“Ohio Candidate Debates: May Corporations Fund the Major Parties?”

The Ohio State Law Journal Online is publishing a short piece by Professor Mark Brown.  The abstract is below:

“During the gubernatorial election in 2018, Ohio’s Democratic (Cordray) and Republican (DeWine) candidates squared off in a series of televised debates in Dayton, Marietta and Cleveland. Staged by three non-profit corporations (including two colleges) the debates were a culmination of behind-the-scenes discussions between the DeWine and Cordray campaigns. No other candidates were invited or allowed to participate. No criteria other than their party affiliations were employed to select the participants. The Libertarian (Irvine) and Green (Gadell-Newton) candidates were ignored. 

Were Cordray and DeWine squaring off in a federal election, the three debates they arranged would have plainly violated federal election law. The Federal Election Campaign Act (FECA) and accompanying Federal Election Commission (FEC) regulations are clear. Debates between candidates for federal office cannot be constructed as exclusive Democrat-versus-Republican showdowns. Minor and independent candidates must be provided an opportunity to compete.

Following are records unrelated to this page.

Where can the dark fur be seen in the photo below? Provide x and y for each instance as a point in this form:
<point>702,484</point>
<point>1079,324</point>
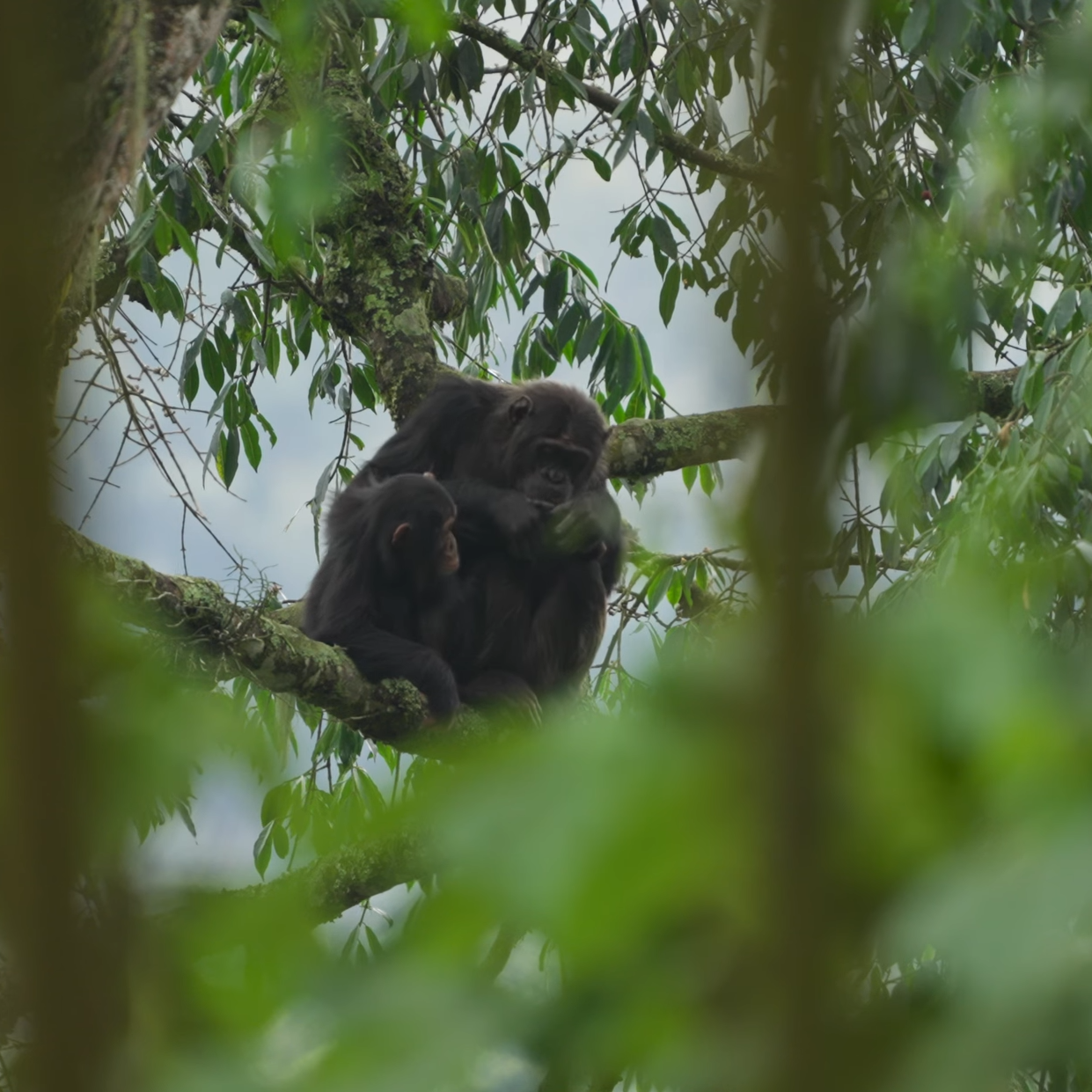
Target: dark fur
<point>385,602</point>
<point>539,533</point>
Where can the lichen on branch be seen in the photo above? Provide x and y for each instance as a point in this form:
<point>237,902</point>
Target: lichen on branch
<point>224,640</point>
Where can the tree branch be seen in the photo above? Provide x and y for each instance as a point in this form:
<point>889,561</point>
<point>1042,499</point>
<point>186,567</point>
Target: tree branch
<point>221,639</point>
<point>323,890</point>
<point>640,448</point>
<point>548,69</point>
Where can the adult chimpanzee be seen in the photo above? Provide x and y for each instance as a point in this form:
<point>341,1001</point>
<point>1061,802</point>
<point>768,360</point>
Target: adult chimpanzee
<point>386,581</point>
<point>539,534</point>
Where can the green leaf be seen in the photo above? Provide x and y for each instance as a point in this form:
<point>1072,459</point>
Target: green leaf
<point>670,293</point>
<point>522,224</point>
<point>211,365</point>
<point>250,443</point>
<point>264,26</point>
<point>362,386</point>
<point>227,457</point>
<point>915,24</point>
<point>263,848</point>
<point>263,253</point>
<point>205,136</point>
<point>601,165</point>
<point>513,109</point>
<point>629,371</point>
<point>663,238</point>
<point>557,285</point>
<point>707,480</point>
<point>535,200</point>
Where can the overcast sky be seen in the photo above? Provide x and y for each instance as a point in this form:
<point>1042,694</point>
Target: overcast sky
<point>264,517</point>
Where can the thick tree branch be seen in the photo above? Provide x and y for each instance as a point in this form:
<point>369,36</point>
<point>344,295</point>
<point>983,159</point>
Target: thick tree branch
<point>646,448</point>
<point>137,59</point>
<point>224,640</point>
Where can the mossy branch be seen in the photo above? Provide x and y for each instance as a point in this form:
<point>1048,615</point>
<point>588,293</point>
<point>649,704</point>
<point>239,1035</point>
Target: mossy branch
<point>322,890</point>
<point>640,448</point>
<point>222,640</point>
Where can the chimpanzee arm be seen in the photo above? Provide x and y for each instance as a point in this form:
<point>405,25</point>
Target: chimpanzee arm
<point>502,688</point>
<point>567,627</point>
<point>590,525</point>
<point>381,656</point>
<point>490,517</point>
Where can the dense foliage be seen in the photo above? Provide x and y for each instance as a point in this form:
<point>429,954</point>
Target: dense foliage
<point>838,834</point>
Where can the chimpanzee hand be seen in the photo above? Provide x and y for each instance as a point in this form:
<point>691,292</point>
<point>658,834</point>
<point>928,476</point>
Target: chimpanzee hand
<point>502,690</point>
<point>583,525</point>
<point>520,522</point>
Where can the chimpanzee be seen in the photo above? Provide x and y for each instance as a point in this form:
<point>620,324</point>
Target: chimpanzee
<point>386,583</point>
<point>539,534</point>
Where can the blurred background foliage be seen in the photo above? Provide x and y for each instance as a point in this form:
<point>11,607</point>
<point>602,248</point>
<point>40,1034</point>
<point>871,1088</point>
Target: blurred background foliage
<point>839,832</point>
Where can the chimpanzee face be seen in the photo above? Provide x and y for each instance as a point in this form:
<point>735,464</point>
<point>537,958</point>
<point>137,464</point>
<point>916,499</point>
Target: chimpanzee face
<point>422,539</point>
<point>557,438</point>
<point>555,473</point>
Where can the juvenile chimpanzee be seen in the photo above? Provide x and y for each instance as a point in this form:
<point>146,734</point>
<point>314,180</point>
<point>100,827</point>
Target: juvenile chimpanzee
<point>386,581</point>
<point>539,533</point>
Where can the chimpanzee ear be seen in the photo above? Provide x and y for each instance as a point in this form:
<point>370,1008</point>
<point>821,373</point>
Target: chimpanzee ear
<point>520,408</point>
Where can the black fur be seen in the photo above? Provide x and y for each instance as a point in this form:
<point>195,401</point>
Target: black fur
<point>385,601</point>
<point>539,534</point>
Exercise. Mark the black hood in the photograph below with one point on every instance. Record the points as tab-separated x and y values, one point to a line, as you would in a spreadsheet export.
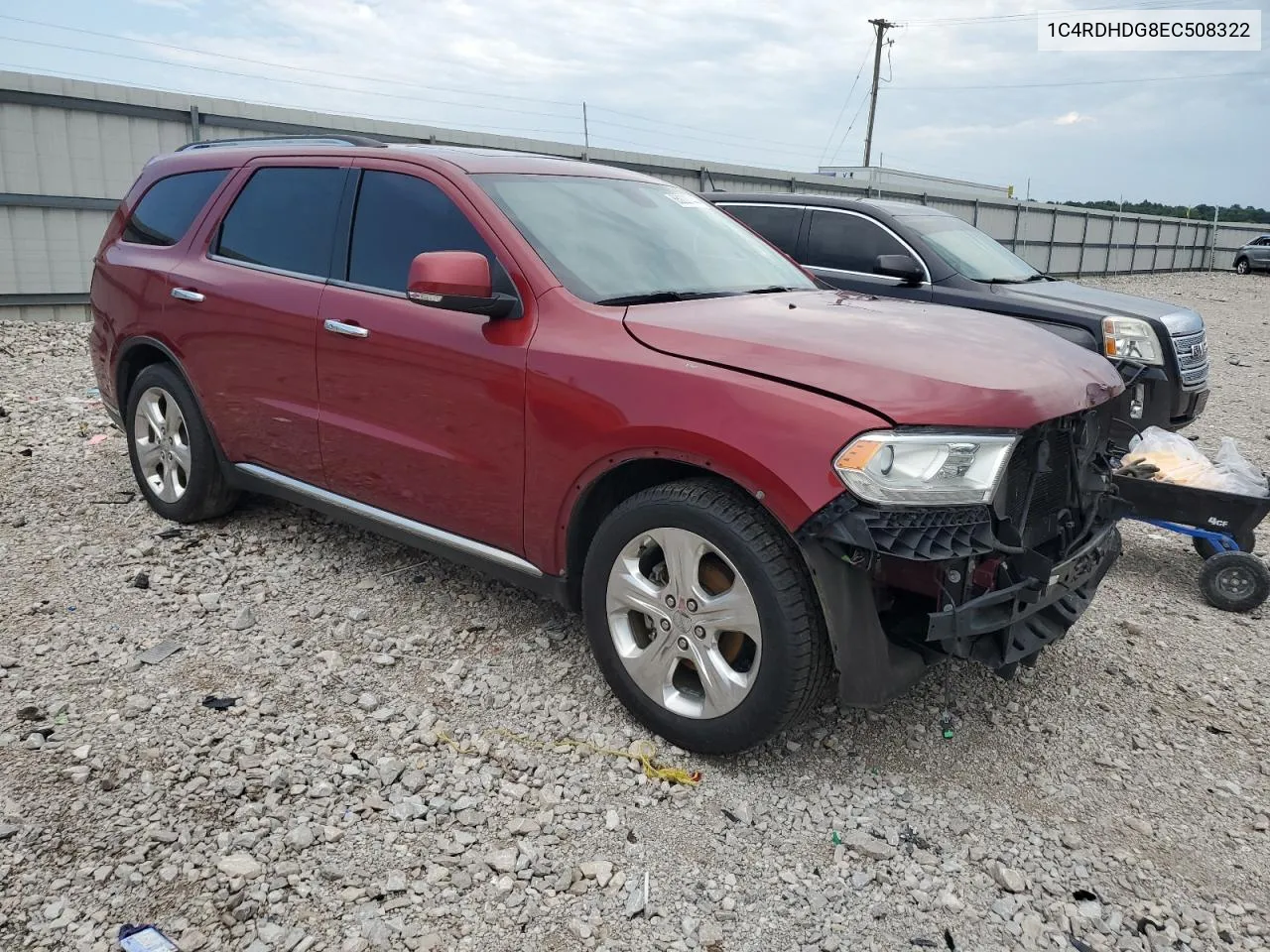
1098	303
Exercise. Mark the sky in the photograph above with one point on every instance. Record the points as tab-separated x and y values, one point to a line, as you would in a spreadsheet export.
781	85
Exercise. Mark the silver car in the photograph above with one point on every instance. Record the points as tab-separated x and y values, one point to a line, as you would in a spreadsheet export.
1254	255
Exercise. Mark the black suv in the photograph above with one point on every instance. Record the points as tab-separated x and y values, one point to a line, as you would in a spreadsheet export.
894	249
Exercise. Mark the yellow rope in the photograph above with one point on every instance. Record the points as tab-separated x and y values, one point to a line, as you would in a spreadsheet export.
644	754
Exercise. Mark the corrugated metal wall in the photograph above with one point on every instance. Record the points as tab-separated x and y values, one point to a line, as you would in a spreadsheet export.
68	150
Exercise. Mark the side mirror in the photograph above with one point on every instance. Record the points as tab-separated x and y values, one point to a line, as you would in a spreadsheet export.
903	267
456	281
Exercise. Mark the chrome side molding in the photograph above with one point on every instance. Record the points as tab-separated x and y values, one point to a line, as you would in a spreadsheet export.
391	521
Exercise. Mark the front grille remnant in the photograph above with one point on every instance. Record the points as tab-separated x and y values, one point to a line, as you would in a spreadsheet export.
929	535
1192	352
1049	456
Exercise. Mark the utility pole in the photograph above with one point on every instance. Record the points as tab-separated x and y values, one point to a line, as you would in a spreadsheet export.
880	27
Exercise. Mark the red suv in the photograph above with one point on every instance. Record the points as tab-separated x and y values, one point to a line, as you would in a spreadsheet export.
595	385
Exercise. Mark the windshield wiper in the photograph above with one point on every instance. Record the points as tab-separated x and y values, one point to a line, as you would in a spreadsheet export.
657	298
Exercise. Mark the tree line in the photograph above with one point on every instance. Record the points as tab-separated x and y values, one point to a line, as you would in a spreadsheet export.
1205	212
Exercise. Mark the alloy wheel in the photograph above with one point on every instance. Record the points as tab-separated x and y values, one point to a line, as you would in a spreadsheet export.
162	440
685	622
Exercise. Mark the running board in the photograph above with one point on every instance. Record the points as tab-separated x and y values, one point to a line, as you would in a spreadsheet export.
408	531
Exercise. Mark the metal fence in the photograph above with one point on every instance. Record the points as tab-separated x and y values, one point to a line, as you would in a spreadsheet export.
68	150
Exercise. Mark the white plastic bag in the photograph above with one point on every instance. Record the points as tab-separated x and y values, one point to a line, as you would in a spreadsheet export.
1241	475
1180	462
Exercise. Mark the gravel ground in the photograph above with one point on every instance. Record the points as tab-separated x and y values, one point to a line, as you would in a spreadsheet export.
390	775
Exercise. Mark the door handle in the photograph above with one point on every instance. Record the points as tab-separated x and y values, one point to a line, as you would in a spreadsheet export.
348	330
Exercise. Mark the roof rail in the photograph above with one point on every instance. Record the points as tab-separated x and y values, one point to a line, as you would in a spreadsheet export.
333	140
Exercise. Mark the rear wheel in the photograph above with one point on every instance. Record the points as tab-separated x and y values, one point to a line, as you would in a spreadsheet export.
1234	581
702	619
171	448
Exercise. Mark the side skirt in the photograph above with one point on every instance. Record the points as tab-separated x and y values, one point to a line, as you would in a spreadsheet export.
489	560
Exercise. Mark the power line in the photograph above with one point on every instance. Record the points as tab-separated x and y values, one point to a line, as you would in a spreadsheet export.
1017	17
802	146
880	27
843	140
843	109
1091	82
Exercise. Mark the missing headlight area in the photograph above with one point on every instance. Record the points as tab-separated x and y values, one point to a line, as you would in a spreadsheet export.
994	581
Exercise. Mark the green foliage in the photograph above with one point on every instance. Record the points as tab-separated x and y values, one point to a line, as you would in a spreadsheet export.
1205	212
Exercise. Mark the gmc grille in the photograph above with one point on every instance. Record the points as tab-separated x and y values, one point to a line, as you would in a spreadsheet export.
1192	352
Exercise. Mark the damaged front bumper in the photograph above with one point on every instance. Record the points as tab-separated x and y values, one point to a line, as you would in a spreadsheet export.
902	589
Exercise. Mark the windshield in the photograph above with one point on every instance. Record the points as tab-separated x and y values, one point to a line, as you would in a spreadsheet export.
616	240
969	252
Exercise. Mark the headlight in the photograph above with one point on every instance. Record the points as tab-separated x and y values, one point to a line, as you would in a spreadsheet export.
924	468
1130	339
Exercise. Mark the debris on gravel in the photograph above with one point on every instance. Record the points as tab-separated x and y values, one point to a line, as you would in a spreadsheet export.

As explained below, corporate debate staging in Ohio can also, like under the federal model on which Ohio law is based, constitute an illegal campaign contribution, complete with criminal penalties. At bare minimum, corporate debate staging under Ohio law, like under the federal model, must (according to Ohio’s statutes) forego simply favoring the two major parties. Staging debates between only Democrats and Republicans, to the exclusion of all others, is just as illegal under Ohio law as it is under the FECA.”